Playing minesweeper with neural networks.
Given an input board the AI player predicts the probability of finding a mine at each open location. It selects the lowest probability location for its next guess. This process repeats until until the game is over.
The first move is always safe in minesweeper so the AI chooses at random to remove bias derived from player initialisation.
This is a suboptimal strategy since a higher risk guess may reveal more information, improving the chance of winning that game.
The optimal approach is to minimise the product of turn probabilities. For example, an algorithm that finishes the game in 10 moves, each with 1% failure, will win 0.99^10 = 90.4% of games while an algorithm that finishes in 100 moves with 0.5% failure rate will only win 0.995^100 = 60.6% of games.

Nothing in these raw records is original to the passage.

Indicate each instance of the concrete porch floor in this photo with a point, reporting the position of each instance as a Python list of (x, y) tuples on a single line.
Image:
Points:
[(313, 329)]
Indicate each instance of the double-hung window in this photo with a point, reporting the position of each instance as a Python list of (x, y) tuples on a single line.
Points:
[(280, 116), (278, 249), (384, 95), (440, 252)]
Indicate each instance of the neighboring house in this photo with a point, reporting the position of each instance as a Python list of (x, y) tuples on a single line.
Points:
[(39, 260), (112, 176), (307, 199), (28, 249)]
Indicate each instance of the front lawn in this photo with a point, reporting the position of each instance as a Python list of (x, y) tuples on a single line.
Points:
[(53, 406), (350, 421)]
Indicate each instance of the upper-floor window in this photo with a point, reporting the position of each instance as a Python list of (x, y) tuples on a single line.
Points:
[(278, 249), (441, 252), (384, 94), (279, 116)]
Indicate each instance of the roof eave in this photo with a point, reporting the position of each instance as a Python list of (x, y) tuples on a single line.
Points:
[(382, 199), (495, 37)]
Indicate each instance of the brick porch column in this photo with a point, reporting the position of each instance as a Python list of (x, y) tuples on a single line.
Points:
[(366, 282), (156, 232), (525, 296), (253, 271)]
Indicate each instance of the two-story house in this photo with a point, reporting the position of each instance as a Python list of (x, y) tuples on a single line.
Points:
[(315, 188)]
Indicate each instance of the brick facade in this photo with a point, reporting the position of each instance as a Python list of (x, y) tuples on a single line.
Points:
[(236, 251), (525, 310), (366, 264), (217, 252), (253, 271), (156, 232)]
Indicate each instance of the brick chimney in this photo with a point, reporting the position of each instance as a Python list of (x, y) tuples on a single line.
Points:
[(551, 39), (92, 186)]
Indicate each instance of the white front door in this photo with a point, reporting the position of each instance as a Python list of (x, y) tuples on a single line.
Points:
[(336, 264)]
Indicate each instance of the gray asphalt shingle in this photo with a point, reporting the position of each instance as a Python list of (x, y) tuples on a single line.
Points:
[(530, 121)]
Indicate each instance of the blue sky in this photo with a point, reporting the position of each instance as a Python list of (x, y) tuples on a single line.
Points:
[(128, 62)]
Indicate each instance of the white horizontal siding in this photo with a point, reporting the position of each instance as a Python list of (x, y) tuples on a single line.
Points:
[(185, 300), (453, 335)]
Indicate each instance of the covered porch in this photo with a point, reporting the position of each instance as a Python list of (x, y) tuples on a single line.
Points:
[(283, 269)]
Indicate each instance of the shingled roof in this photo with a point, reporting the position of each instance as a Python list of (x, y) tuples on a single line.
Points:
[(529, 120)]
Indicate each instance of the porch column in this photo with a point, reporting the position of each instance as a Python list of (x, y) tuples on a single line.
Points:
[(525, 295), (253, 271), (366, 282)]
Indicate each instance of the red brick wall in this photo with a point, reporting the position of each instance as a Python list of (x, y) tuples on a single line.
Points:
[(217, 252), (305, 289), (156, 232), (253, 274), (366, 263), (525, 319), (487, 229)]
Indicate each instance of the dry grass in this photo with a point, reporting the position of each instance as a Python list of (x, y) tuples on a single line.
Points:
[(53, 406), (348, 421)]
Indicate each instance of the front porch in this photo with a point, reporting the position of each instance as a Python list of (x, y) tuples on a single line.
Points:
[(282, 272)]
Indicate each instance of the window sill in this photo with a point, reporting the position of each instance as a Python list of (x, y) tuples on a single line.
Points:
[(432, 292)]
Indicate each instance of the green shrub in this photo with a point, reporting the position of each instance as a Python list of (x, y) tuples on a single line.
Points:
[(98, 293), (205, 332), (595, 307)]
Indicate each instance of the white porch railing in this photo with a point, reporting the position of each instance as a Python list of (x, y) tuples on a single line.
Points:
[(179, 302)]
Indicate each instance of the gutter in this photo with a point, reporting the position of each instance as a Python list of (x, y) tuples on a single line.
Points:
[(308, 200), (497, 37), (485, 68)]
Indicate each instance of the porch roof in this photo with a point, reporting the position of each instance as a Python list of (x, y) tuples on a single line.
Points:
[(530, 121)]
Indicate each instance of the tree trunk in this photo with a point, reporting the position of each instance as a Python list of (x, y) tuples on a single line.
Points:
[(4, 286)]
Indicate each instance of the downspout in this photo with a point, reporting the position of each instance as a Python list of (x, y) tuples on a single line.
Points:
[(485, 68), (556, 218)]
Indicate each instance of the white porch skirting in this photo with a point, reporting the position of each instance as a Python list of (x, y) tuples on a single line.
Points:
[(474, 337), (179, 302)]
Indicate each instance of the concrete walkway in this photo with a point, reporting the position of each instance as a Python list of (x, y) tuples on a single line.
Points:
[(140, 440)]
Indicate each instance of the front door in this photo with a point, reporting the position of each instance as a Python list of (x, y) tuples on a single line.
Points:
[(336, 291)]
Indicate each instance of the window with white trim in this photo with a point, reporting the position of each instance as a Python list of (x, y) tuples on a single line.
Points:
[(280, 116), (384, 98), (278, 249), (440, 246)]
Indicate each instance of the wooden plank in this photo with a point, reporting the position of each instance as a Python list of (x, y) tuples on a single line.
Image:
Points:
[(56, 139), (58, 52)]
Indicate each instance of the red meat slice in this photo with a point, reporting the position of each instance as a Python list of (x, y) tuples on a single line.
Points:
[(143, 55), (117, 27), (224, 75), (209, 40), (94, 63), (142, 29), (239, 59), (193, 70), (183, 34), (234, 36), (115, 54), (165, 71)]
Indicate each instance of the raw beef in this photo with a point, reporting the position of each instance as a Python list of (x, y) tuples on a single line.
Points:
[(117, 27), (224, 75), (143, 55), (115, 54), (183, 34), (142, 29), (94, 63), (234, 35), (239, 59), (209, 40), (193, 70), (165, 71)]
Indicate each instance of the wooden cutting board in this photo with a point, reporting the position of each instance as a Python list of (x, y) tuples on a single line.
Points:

In practice however the strategy used appears to work reasonably well.
A reinforcement learning approach could learn to make this tradeoff optimally. For example, weighting the backpropagation signal according by inverse game length.
Uses a neural net (NN) to predict where mines are going to be. The AI player chooses the lowest probability location for its next guess.
The NN consists of 4 fully connected layers whose sizes are dynamic depending on the game dimensions. A logistic loss function is used.
This variant of minesweeper can be any size. The first guess is guarenteed to be safe by moving a mine if the first guess is unlucky.
Plays trial games to generate training data.
Trains on all saved training data.
Wins >90% of games (<1 min of training).
Wins >80% of games (10 mins of training).
Wins 80% of games (after several days training on CPU).